Up until then, basically, I’d had very good job, I had a successful business, a career, I had money in the bank, I could change my car every year if I wanted. I had all the material things that I thought life was about, basically. And physically up until then I had always been very fit and very well. So to a certain extent I suppose what I’d done is taken life very much for granted. And because I was forced to rest, because I didn’t through certain times have the energy to do very much more than just rest, it started me to think a whole lot more deeply about, I suppose, the meaning of life. And one of the things that happened was, my mum, who goes to the local church, got her Pastor to come and have a chat with me, and he would come once a week and we’d talk about all sorts of things, and I thought he might thrust religion down my throat, but he didn’t. He was just very kind and he listened, and one afternoon every week he would come along and we would spend some time together. 
And out of, I suppose out of gratitude for his visits to see me, I thought I might go along to his church, and I started to get involved in the group in the church.

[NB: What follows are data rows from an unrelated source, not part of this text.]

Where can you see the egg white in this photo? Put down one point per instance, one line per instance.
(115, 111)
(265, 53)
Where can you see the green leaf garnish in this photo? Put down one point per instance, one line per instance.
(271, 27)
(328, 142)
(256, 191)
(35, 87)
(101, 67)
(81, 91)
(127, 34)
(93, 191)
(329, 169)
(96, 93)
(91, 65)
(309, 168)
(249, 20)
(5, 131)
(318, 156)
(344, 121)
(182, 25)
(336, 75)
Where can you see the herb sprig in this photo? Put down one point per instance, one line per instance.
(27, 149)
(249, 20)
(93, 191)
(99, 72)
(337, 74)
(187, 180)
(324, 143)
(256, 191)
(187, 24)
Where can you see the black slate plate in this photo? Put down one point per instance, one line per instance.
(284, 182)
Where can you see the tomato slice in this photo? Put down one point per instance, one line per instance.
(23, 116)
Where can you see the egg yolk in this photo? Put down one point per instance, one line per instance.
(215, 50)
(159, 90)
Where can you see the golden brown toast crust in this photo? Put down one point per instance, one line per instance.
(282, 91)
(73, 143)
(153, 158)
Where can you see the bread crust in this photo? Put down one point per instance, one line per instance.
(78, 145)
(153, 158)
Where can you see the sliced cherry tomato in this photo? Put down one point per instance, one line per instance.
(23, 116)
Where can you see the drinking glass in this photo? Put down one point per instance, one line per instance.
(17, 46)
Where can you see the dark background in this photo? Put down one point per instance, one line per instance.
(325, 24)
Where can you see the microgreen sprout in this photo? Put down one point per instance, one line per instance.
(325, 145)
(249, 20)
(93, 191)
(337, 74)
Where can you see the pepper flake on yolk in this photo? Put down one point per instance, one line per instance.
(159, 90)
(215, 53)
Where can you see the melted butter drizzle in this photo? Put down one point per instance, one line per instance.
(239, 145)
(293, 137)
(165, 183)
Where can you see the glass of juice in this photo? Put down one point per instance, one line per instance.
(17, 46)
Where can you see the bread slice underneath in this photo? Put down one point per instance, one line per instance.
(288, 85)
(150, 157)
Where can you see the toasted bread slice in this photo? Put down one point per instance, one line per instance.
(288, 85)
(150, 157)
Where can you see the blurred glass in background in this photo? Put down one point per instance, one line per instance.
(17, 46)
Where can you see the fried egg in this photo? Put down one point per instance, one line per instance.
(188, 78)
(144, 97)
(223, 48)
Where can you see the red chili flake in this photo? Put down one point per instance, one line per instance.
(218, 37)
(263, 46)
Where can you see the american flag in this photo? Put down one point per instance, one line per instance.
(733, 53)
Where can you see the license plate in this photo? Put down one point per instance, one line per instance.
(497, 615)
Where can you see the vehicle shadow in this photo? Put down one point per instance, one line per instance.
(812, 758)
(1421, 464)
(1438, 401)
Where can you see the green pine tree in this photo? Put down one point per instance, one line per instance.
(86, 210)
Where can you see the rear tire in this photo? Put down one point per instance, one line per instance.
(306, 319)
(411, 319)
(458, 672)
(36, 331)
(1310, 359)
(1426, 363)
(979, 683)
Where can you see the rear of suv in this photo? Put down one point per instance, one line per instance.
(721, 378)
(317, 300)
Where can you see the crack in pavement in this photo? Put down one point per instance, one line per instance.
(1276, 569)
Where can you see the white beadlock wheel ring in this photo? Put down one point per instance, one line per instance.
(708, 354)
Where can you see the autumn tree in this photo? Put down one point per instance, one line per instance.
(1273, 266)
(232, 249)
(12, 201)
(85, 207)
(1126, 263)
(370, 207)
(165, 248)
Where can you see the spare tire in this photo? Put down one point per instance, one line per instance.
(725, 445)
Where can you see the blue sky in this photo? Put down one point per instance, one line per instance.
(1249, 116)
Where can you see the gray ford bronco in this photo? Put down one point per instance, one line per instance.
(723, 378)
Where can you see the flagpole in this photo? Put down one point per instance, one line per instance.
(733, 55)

And I, you know, I started to view life very much differently. I mean apart from the obvious stuff like, you know, time, how much time do we have, and, you know, we are all going to die at some stage, which up until then I had very much ignored, sort of mortality and all that. And I think one of the hardest things that I had to get my head round was the fact that, you know, one of the things that is guaranteed for all of us is that we will die. And the other thing was realising that, you know, so many people are living, they’re alive, but it seemed to me they weren’t really living. And so the whole of that, for me, was turned completely upside down, and I recognised that every moment I had was of great value. And so things that, I mean even simple things, like when I used to walk the dogs, I would walk the dogs and think, ‘Right, got three quarters of an hour to walk the dogs’, but I was finding, probably because I hadn’t got the energy to do it at such a pace anyway, I was actually finding that, you know, I would walk the dogs and see things that I’d probably not noticed for years and years and years. And I know from people that I speak to that that does happen a lot with patients who are diagnosed with cancer. 
So my whole outlook on things started to gradually change, and I started to think, rather than, ‘How much do I want to work and what do I want to earn?’, I actually started to think, ‘Well, actually, how much do I need to earn and do I want to do that?’